When I take the "T" I am afraid to lift my arms to hold the strap lest I reveal the spreading patches of wetness under my arms. I don't hug or kiss friends and family because I don't want them to have to towel themselves off after. I am spending as much time as possible in the only room in my apartment that has air conditioning, the blinds drawn, and even post-cold shower and with the air blasting, I'm STILL sweating.
What makes my sweating differ from the run-of-the-mill sweating that anyone in 90+ degree heat would experience is the sheer volume of it. I begin sweating almost immediately after walking into a hot room, and in addition to the unsightly wet patches and the sheen of moisture I leave in my wake, my face turns as red as someone holding their breath until they pass out. A little color in the face is becoming, but I'm talking full-out, flushed face, like an incensed Elmer Fudd.
This has caused me more than a little embarrassment. It has also made me wary of engaging in activities that would otherwise be unequivocally positive: exercising, getting outdoors, leaving the bedroom more than twice a day to walk the dog (I've actually thought of going back to puppy pads, but that might confuse her and it took a year just to get her to stop peeing in the kitchen.) One particularly hot weekend in June I spent both days in my bedroom, entertaining myself with streaming Netflix on my iPad and ordering takeout which I also proceeded to eat while sitting on my bed. Sadly, it was not as fun as it sounds.
I work from home now so I don't get the benefit of corporate central air. But I do get to type articles in my summer nightie--so there are tradeoffs. Still, I find myself having difficulty carrying on intelligent conversations with real, live humans because I spend so much time alone, holed up in my bedroom, which is currently littered with empty tubs of Whole Foods olives, dirty napkins, and scattered sesame seeds from my morning bagel. Writing is a very solitary pursuit, sure, but one needs some interaction with people, otherwise who are you going to talk to about that brilliant, DOMA-inspired New Yorker cover or even nonsensical stuff like what kind of mouth bling Amanda Bynes wants to get before she launches her "rap career?" This reminds me of one of my favorite online comic strips by an artist who is wiser than he may appear if you just judge him by his more crass cartoons.
This morning I went for a fitness walk that ended at the new Whole Foods location on Beacon Street near St. Mary's. I wore my Indiana Jones-like Tilley, shorts that were probably a little TOO short for a 40 year-old who has been spending an inordinate amount of time lying around trying not to sweat, and an old AMC t-shirt that misleads people who see me wearing it into thinking that I'm a crunchy, outdoorsy type (silly people!)

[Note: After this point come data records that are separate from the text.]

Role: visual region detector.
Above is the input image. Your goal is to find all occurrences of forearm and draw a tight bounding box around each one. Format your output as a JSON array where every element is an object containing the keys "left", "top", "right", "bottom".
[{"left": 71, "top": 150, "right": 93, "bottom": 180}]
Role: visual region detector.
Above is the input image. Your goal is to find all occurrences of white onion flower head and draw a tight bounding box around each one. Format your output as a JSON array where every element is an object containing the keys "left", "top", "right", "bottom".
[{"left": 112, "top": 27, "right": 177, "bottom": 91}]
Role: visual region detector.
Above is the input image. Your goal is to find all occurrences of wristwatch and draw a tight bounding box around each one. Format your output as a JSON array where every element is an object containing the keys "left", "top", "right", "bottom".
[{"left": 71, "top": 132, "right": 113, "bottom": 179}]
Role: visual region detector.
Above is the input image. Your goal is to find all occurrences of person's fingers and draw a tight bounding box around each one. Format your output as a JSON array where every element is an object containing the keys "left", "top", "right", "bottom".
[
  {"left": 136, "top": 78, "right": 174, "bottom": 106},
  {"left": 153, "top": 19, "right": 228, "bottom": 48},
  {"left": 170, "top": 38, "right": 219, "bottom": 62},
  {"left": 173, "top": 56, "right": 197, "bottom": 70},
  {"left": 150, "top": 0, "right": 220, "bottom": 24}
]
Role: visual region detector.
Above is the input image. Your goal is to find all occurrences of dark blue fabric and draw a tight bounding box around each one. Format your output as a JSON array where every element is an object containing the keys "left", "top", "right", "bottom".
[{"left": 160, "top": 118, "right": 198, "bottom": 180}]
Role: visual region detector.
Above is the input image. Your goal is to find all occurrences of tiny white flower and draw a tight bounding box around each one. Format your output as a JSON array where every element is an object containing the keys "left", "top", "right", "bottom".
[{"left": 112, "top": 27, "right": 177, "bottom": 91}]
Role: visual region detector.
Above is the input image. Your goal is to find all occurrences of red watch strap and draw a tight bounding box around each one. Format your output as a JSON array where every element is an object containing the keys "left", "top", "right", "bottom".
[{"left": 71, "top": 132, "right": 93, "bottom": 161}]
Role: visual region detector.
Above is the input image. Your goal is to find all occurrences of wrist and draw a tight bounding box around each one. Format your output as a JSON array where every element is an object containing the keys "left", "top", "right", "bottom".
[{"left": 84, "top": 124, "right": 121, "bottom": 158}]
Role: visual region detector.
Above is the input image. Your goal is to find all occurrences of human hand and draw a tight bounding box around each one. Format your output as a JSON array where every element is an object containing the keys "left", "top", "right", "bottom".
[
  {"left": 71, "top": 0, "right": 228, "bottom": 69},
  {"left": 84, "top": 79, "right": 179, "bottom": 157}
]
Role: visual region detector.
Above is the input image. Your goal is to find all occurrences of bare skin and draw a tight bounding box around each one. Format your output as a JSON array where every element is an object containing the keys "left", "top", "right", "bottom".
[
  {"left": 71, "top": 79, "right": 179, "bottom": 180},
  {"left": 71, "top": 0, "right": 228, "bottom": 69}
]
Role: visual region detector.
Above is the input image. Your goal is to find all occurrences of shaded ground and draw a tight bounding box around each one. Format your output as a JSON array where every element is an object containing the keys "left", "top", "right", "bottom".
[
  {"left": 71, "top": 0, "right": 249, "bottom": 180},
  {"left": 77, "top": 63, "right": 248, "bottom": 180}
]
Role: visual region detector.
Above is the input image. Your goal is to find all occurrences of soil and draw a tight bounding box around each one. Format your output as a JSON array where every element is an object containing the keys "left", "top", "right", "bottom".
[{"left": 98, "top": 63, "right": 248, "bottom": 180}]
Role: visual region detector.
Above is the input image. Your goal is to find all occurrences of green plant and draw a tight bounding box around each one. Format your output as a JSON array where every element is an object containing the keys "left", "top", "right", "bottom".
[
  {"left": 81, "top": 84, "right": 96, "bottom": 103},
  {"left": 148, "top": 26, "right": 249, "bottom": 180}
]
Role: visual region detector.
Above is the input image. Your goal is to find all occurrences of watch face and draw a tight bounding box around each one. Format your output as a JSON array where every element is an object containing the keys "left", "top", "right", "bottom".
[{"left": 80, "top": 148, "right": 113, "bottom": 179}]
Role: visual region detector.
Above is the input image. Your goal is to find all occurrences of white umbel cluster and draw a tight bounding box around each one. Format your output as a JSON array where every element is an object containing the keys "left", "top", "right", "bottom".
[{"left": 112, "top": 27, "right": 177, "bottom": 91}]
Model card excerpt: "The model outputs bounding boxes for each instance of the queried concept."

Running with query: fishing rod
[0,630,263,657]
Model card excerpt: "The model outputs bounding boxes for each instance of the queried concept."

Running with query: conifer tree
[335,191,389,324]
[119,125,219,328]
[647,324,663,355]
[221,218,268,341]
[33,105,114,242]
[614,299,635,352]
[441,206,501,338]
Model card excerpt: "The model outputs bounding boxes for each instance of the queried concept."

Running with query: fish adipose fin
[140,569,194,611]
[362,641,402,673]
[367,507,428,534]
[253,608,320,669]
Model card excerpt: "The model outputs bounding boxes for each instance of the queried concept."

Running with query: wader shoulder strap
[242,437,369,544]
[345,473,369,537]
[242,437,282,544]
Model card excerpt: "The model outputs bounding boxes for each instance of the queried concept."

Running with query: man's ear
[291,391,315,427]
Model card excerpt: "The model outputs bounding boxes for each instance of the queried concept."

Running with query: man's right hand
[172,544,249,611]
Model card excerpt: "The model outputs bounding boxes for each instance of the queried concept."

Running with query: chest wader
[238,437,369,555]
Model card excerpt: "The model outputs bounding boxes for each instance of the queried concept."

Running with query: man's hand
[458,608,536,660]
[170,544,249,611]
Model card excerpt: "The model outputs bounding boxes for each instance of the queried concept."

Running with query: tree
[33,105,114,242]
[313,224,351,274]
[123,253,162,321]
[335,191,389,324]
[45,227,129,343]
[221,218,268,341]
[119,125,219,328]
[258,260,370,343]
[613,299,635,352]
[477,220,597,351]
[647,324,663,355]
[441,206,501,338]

It was good to get out because it meant I was leaving my comfort zone, even for an hour, all for the good cause of not turning into a Goth teenager. I was out and about among other people who had places to go and people to see. I stretched my dormant leg muscles. And I dared to sweat profusely in front of the Whole Foods barista, who thankfully refrained from burying her face in her arm at the sight of me as I ordered an iced latte.
Since probably the sixth grade, worrying about what other people think of me has kept me from doing a fair number of things--big and small--that I'd like to do. My hope is that every time I come up against embarrassment I get a little more skilled at shrugging it off, like it's an extra layer of clothing on a very hot day.